Il voto di oggi segna una significativa escalation nell’approccio dell’Unione nei confronti di Budapest e mette fine alla suspense che ha caratterizzato le scorse settimane, polarizzando lo scontro tra sostenitori di un’Europa più unita e solidale da un lato e più sovranista (e populista) dall’altro.
E lo ha fatto lo stesso giorno in cui il Presidente della Commissione europea Jean-Claude Juncker, nel suo discorso sullo Stato dell’Unione, aveva dichiarato il suo “amore” per l’Europa dell’apertura e della tolleranza, che “deve restare” tale, schierandosi contro il “nazionalismo che cercano capri espiatori” e che è un “veleno che schiaccia”. Successivamente il lussemburghese, membro del Ppe, si è detto soddisfatto del voto: “Sono in armonia con la decisione”.

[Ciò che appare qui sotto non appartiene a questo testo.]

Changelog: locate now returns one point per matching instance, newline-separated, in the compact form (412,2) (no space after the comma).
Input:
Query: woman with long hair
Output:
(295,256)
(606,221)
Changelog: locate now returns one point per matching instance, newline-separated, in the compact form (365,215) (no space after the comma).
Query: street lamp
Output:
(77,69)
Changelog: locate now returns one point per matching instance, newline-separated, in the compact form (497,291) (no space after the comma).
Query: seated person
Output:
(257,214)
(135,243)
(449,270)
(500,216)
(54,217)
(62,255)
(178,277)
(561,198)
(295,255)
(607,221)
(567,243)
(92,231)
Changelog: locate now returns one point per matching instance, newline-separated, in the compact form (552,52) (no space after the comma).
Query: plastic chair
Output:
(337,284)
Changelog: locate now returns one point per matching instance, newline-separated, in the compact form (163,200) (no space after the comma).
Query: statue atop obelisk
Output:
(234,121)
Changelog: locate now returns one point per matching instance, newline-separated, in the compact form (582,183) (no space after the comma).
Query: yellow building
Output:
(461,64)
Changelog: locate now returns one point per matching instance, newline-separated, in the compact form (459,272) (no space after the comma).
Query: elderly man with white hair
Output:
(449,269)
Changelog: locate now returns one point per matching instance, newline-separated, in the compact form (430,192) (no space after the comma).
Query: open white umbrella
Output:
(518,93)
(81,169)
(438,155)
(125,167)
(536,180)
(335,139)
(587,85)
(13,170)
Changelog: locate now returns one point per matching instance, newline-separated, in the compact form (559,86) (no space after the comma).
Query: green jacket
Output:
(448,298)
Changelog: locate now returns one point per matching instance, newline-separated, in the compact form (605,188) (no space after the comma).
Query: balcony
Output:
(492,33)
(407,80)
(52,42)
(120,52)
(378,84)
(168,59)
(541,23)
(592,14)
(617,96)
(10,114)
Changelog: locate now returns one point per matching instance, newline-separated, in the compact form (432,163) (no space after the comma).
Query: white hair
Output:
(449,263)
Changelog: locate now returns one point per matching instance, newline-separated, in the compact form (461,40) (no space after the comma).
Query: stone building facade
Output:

.@JunckerEU on #Hungary: “If I was a member of the @Europarl_EN, I would have voted in favour of #Article7. @EU_Commission is using the tools we have, launching infringement procedures against countries that don’t respect #EUlaw. Am in harmony with today’s decision.” pic.twitter.com/d4MMDaUbMO
— Mina Andreeva (@Mina_Andreeva) September 12, 2018
Ma il risutato era tutt’altro che scontato. Nei giorni scorsi, le discussioni avevano spaccato il Ppe che ieri, alla fine, dopo aver richiamato Orban alla ragionevolezza, aveva lasciato la libertà di votare secondo coscienza ai propri deputati.
Il presidente del gruppo Manfred Weber, uno dei candidati per la presidenza della prossima Commissione Ue, finito nel mirino della cancelliera tedesca Angela Merkel, compagna di partito e connazionale per aver proposto di gettare ponti verso i populismi europei, ieri aveva ammorbidito le proprie posizioni, dichiarando che avrebbe votato “Sì” per il testo.
La palla ora passa nel campo del Consiglio europeo, che dovrà approvare la procedura all’unanimità. Ad oggi, l’unico altro Paese europeo sottoposto alla procedura prevista dall’articolo 7 è la Polonia, per via delle modifiche a leggi che minano l’indipendenza del potere giudiziario e il funzionamento dello stato di diritto.